Network congestion and queueing
Packet delays on networks is most often due to queueing:
- several nodes try to send packets to the same destination
- destination machine is busy processing and does not have CPU cycle
The landline telephone uses circuits to establish stable connection between two clients and the connection has fixed bandwidth. But computer network cannot do this since the traffic is dynamic, e.g. sending a message is very different from making a phone call or uploading a file or sending an email.
# Unreliable clock
In the network, clocks are important to measure duration and record timestamp. Computers can adjust their time according to a group of dedicated servers. This mechanism is called the Network Time Protocol (NTP). Those dedicated servers uses GPS signals for accurate time.
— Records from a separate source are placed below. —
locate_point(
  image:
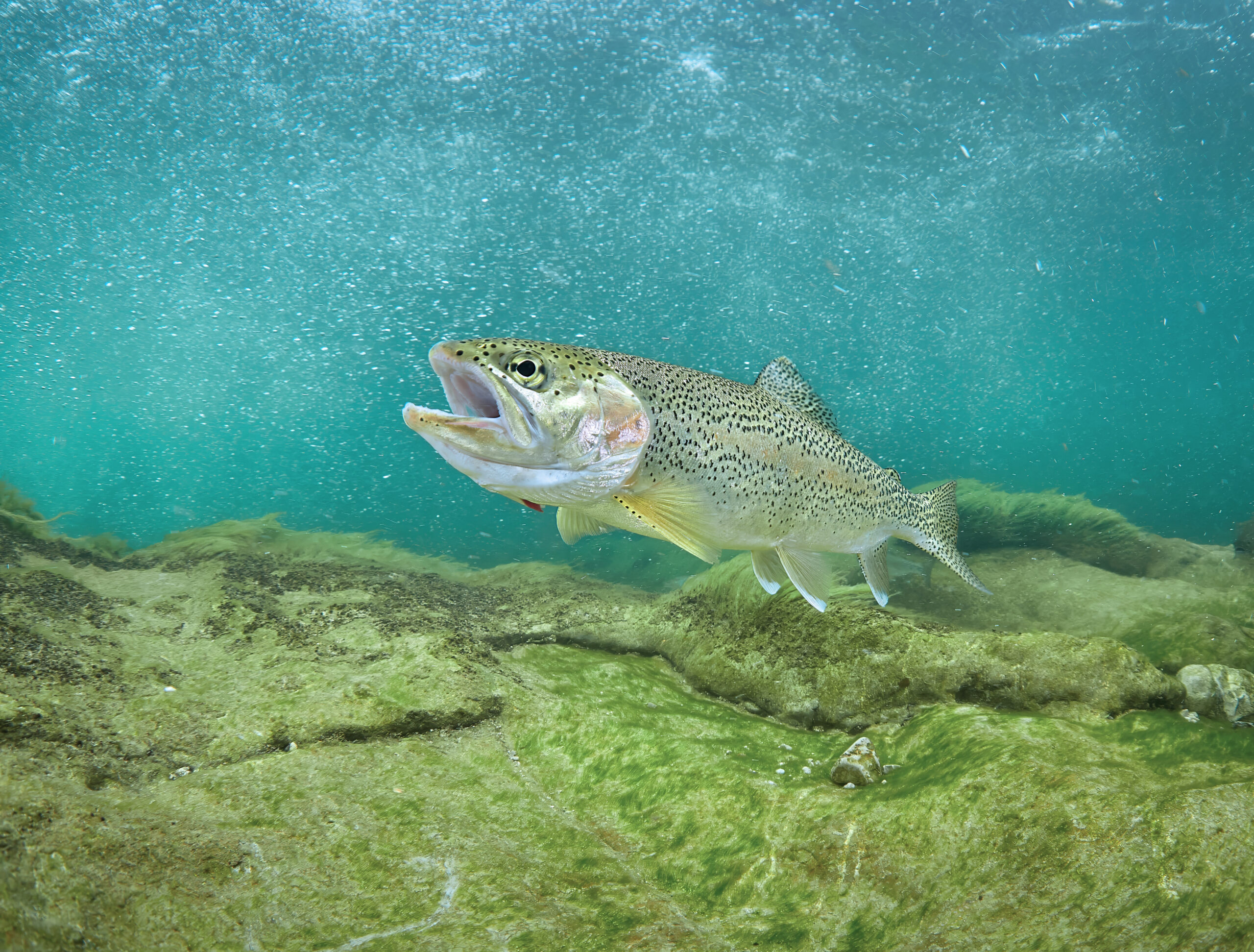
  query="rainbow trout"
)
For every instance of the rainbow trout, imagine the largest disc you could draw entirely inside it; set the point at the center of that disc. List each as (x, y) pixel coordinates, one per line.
(709, 464)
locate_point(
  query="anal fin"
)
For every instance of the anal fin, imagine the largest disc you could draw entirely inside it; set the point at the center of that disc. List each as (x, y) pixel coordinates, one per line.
(809, 572)
(769, 570)
(876, 570)
(675, 512)
(575, 525)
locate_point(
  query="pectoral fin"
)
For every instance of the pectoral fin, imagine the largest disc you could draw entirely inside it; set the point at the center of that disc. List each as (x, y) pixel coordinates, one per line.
(575, 525)
(675, 512)
(809, 574)
(769, 570)
(876, 568)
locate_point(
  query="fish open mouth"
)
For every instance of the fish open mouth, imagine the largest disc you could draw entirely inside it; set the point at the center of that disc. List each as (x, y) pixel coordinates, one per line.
(481, 400)
(468, 393)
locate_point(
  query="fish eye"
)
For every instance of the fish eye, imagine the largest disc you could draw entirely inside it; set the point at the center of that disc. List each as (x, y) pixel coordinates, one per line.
(527, 369)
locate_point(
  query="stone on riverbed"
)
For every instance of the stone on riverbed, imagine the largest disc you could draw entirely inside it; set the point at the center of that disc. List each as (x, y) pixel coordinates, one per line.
(858, 765)
(1219, 691)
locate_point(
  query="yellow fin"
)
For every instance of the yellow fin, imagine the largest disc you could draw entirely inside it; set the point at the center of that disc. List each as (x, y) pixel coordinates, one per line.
(575, 525)
(674, 511)
(809, 574)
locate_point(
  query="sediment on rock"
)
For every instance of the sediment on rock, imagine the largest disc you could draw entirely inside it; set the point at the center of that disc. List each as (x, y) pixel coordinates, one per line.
(990, 518)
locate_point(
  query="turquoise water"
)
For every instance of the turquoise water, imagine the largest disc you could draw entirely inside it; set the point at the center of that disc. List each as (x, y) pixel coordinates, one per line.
(1007, 243)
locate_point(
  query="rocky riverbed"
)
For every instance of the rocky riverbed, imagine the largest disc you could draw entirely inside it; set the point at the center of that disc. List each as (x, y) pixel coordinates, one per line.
(260, 739)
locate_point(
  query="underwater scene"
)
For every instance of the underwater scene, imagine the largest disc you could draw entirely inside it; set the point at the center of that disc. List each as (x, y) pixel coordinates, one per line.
(615, 476)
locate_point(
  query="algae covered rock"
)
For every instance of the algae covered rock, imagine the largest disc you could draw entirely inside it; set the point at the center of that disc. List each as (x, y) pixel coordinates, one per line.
(1073, 526)
(857, 665)
(1244, 543)
(1219, 691)
(858, 765)
(250, 738)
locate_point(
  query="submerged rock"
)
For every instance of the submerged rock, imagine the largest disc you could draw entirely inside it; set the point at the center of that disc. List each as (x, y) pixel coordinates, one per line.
(858, 765)
(530, 789)
(1219, 691)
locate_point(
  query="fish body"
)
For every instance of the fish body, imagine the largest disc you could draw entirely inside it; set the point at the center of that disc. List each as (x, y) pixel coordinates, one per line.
(706, 463)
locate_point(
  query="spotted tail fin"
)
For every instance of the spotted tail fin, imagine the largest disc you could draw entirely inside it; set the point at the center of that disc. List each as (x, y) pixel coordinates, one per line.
(936, 531)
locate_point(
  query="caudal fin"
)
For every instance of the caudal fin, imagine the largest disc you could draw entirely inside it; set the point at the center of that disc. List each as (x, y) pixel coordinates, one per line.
(937, 527)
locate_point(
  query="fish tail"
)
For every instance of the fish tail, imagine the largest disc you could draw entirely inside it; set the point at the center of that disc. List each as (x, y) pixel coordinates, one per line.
(936, 531)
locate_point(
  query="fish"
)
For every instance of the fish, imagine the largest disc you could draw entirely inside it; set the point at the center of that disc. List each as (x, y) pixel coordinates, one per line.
(621, 442)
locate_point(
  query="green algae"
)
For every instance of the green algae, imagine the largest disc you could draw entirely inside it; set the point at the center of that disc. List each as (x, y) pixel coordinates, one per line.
(375, 749)
(611, 806)
(1071, 526)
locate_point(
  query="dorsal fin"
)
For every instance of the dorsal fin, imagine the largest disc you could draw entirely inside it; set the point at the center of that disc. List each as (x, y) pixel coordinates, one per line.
(784, 382)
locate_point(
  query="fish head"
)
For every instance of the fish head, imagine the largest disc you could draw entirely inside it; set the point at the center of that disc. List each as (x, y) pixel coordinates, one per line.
(536, 422)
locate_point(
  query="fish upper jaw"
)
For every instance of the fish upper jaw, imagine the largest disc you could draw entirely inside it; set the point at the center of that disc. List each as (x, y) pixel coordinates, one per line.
(487, 418)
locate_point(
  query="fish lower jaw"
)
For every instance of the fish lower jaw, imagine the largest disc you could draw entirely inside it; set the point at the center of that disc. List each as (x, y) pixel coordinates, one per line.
(423, 418)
An unreliable clock may cause timestamp disorder and some commits may get lost. Because later commits may have earlier timestamp. In this case, version vectors can help to solve the problem.
Also in the case of same timestamp, a tie breaker (e.g. random number) is needed but may break causality.
Timestamp is actually a confidence interval with a range. For spanner, in order to guarantee the causuality, it waits for the length of the confidence interval before committing a read-write transaction. This is used in spanner and requires to keep the clock uncertainty as small as possible.
Process Pauses
A partition leader (i.e. who accepts write) has to hold a lease from other followers to make sure it's still a leader. The lease has a timeout and the leader has to renew it before it expires. However, there are cases that the leader is busy doing some other work and cannot renew the lease in time. Possible reasons are:
- Java's garbage collector process
- suspended virtual environment
- other process occupies CPU
- slow and synchronous disk I/O
In this case, a node in a distributed system must assyme that its execution can be paused for a significant length of time at any point.
When writing multi-threaded code on a single machine, we have fairly good tools for making it thread safe: mutexes, semaphores, atomic counters, lock-free data structures, blocking queues, etc. But these tools don't directly translate to distributed systems, because a distributed system has no shared memory - only messages sent over an unreliable network with variable delays, and system may suffer from partial failures, unreliable clocks, and processing pauses.
Response time guarantees
TIP
In embedded systems, real-time means that a system is carefully designed and tested to meet specifc timing guarantees in all circumstances.
Limiting the impact of garbage collection
- treat GC as a brief planned outage. So no more request is sent to the node.
- another idea is to use GC only to collect short-lived objects, which are fast to collect and restart the process periodically.
# Knowledge, truth and lies
In distributed system, a node cannot necessarily trust its own judgment of a situation:
- if a node can receive, process messages but cannot send messages out, it's determined as dead by other nodes.
- if a node can send messages out but it never receives ack back, it's also considered dead and cannot do anything about it.
- a node doing long GC and others thought it's dead. But eventually this node comes back alive.
So a node does not have much control on if it's alive or dead. Majority of the nodes will decide if you are alive or dead.
Byzantine fault
The Byzantine problem is that there are bunch of generals but some are traitors and will send confusing messages. But no one knows who's loyal and who's traitor.
Byzantine fault means that some nodes intentionally respond with fake data, maybe because the disk was broken, or they got attacked. Or a bug in the software.